The Swiss Federal Criminal Court has given no prison terms to alleged financiers of the Sri Lankan Tamil separatist group Liberation Tigers of Tamil Elam (LTTE). The 13 accused were either given suspended custodial sentences or acquitted.
The court on Thursday said accusations of participation in and support of a criminal organisation did not stand and released all of the accused.
It noted that the hierarchical link between the LTTE and WTCC was not sufficiently established. The judges also felt there was not enough concrete proof to consider the LTTE as a criminal organisation.
While the federal prosecutor Juliette Noto had asked for prison terms of between 18 months and six years for the accused, the court did not oblige. Eight of the thirteen on the docks were acquitted of all charges.
The others were only found guilty of fraud. WTCC’s finance manager and one of the accused who arranged loans from Bank Now (owned by Credit Suisse) on false pretences got a 24-month suspended sentence. The president of WTCC got 21 months while the finance manager’s deputy got 20 months in suspended sentences.
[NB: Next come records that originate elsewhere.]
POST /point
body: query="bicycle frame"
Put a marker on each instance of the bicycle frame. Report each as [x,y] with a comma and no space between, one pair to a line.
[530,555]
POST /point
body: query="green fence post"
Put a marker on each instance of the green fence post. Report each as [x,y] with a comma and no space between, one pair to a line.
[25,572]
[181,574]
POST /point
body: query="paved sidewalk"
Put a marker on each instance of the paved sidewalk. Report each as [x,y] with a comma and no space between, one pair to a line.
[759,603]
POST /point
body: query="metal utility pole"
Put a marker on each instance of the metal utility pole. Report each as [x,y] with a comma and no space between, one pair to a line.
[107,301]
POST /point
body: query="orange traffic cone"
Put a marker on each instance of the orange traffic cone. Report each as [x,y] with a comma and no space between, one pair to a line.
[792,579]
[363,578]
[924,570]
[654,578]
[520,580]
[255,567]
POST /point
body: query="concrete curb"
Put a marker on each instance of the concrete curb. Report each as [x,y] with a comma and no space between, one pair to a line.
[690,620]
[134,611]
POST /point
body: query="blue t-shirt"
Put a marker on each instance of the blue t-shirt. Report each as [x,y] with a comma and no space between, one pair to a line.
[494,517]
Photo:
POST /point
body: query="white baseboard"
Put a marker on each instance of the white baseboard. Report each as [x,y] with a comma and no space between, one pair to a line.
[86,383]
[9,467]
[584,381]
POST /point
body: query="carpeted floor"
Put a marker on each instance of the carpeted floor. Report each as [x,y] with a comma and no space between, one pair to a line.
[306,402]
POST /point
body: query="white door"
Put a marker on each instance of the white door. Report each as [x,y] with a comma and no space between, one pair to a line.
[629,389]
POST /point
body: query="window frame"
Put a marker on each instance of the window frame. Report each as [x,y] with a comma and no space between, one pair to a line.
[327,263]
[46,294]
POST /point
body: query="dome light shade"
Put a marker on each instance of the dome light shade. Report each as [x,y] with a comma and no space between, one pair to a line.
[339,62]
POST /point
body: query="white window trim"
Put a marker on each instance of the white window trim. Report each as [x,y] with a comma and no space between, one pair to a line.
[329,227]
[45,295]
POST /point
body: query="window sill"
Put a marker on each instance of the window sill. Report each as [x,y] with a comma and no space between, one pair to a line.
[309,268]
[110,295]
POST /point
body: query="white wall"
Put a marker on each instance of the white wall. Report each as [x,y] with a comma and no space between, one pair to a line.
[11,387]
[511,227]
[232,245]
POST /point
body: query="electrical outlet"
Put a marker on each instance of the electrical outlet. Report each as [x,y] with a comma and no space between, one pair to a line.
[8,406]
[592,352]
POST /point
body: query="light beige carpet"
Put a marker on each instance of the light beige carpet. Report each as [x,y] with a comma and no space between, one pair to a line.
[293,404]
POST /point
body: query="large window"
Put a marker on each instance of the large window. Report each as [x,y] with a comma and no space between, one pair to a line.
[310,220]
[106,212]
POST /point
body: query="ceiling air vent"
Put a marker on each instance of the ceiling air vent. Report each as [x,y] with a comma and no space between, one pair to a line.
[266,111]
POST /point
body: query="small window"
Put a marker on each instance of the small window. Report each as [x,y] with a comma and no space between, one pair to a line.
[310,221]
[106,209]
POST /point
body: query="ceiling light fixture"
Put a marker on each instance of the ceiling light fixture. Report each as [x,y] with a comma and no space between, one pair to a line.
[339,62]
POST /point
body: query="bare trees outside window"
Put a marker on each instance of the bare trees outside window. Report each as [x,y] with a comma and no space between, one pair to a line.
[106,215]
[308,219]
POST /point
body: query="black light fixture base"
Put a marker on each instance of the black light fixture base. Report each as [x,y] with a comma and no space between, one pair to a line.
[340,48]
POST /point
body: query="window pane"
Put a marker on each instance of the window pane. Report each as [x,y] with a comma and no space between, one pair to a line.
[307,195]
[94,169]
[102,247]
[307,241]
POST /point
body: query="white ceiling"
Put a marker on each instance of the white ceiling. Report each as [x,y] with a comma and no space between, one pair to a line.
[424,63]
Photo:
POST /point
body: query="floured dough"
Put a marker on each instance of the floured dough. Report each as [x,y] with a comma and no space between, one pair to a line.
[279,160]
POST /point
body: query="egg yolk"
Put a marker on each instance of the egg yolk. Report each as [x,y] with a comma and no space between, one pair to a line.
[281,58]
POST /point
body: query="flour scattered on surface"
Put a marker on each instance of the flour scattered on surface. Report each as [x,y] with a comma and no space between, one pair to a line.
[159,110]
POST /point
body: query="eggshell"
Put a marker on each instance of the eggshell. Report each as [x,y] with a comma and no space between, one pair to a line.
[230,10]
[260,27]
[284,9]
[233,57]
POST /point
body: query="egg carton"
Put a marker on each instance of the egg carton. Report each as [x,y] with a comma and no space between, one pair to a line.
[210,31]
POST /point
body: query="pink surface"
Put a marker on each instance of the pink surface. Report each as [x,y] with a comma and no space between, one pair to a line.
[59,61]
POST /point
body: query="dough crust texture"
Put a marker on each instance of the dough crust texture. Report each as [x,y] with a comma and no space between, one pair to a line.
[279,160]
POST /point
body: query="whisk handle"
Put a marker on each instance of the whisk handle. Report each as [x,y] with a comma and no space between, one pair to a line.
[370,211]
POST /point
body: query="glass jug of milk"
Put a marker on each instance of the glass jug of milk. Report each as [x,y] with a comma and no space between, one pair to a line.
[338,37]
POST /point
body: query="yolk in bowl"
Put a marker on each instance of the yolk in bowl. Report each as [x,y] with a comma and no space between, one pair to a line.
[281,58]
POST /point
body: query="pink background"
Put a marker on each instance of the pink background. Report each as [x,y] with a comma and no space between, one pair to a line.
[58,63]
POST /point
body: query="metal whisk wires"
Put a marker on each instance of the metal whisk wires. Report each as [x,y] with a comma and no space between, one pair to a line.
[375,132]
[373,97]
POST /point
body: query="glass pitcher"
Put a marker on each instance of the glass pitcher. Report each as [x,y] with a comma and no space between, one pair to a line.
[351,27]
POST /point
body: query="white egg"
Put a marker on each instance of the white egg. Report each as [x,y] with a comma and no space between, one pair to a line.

The whole process is estimated to have cost close to CHF4 million (4.03 million) which the federal government will have to bear. In addition to this amount, compensation for those acquitted, as well as lawyers’ fees total to almost CHF5 million. The accused will have to pay part of their lawyers’ expenses provided they have the financial means to do so.
During the eight-week trial, which opened in January and closed in March, the federal prosecutor requested sentences of up to six-and-a-half years in prison. The proceedings cost CHF3.8 million ($3.85 million).
The 13 defendants - 12 Tamils or Swiss citizens of Tamil origin plus one German - were accused of participating in or supporting a criminal organisation, fraud, forgery, money laundering and extortion.
During her indictment, Juliette Noto, a federal prosecutor, described a sophisticated system used by the WTCC to raise funds largely for armed struggle from the Tamil community in Switzerland. The Tamil community in Switzerland was systematically registered and its ability to pay assessed. Families who refused to pay were threatened, she said.
Noto cast the Liberation Tigers of Tamil Ealam (LTTE), who are represented in Switzerland by the WTCC, as a violent movement "whose effectiveness inspired Al-Qaeda". Showing a picture of the WTCC leader behind a machine gun and images of child soldiers, she enumerated the attacks and crimes attributed to the Tamil Tigers. The prosecutor sought to demonstrate the informed involvement of the accused in supporting and funding the LTTE.
In their pleadings, the defence invoked the legitimacy of the Tigers' struggle against the Sri Lankan government's repression of the Tamil minority. They argued that the money collected in Switzerland by the accused for the WTCC was mainly used for humanitarian purposes. The defence also challenged the prosecution of the accused at a time when Tiger resistance was collapsing in Sri Lanka.
During the hearings, the accused spoke at length about the repression suffered in Sri Lanka and the atrocities committed by the security forces. They kept silent when asked about their specific involvement.
The Tamil Tigers fought the Sri Lankan government from 1983 until its defeat in 2009. The movement claimed independence from northern Ceylon, populated mostly by Tamils. This conflict caused the death of some 100,000 people.